Truveo Finds Its Video Destination

    August 16, 2007
    WebProNews Staff

Until today, AOL’s December 2005 acquisition of video search startup Truveo has been a white-label technology behind the video capabilities of many of the Web’s biggest sites. With its relaunch as a destination portal, Truveo became the top contender for best video search site in the world.

The development of Truveo since being bought by AOL mirrors a change I noticed in talking with Tim Tuttle, who co-founded the video search site.

In September 2006, he came across in our conversation with him as a brilliant mind, but less than completely comfortable talking with some writer when he could be making a breakthrough in his lab. The Tim Tuttle of 2007 sounds confident; the painful hesitations in last year’s chat a banished memory.

He has reason to be confident. In a brief tour of Truveo before today’s official re-opening, he got to the heart of the matter of video search. No one’s doing it really well, not even search titan Google, and he backed that up with a couple of comparison searches.

Two news items that have grabbed national attention, the saga of miners trapped in Utah and the announcement of Karl Rove’s resignation from the Bush Administration, yield much different results in Truveo and Google Video Search.

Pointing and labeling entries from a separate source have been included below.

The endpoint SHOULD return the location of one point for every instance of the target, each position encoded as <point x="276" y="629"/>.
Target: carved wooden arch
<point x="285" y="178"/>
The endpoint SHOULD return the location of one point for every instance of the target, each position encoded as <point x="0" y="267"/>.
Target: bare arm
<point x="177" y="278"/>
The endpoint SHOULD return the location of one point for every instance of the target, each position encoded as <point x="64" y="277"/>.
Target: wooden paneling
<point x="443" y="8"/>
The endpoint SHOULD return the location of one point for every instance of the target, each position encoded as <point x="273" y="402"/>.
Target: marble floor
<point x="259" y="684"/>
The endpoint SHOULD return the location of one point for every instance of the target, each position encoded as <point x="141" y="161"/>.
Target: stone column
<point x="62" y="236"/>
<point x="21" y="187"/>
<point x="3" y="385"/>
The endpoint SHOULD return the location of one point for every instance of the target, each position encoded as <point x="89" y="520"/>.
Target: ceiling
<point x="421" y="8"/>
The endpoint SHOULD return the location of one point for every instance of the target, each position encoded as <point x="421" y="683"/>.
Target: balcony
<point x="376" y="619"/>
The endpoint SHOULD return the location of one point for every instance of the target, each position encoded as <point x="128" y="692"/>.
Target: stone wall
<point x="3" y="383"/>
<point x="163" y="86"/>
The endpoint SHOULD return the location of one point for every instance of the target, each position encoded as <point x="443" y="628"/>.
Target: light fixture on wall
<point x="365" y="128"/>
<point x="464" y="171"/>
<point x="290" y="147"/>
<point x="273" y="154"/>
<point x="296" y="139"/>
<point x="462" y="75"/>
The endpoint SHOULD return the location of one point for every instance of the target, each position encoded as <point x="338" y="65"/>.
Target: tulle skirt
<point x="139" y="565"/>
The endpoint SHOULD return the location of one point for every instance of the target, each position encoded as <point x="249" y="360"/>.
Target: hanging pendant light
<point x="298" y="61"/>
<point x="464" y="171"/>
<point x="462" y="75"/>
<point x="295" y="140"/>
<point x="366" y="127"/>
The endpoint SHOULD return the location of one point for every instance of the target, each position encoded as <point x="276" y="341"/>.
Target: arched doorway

Truveo has current video results from high-quality sources for each. Google Video Search seems lost, with its first page of Rove results dominated by YouTube videos of one of the most powerful people in American politics rapping at a correspondents’ dinner.

Tuttle touched on the issue of respecting content owners’ rights with the Truveo relaunch. He clarified that by noting how Truveo will send a visitor to a content owner’s site to view a video, rather than presenting it in Truveo’s player, if the content owner prefers that.

Truveo allows visitors to browse videos by category, and to see them organized in ways like ‘Most Recent’ or ‘Most Viewed Today’. Some searches will show off Truveo’s ability to emphasize a relevant source, like Comedy Central for a Stephen Colbert query.

When a query’s videos appear in Featured Channels (this seems to be most common for entertainers), results for some of those channels appear below the main results. The same thing goes for Featured Categories; Colbert’s videos appear under Comedy, Entertainment, and Home Video.

We like what we see, but we have a recommendation for Tuttle. It would be nice to see alternative spelling suggestions for searches. I accidentally typed Colbert as ‘Clobert’, which brought back no results and advice to check my spelling. An automated suggestion for the correct spelling would be nice to see.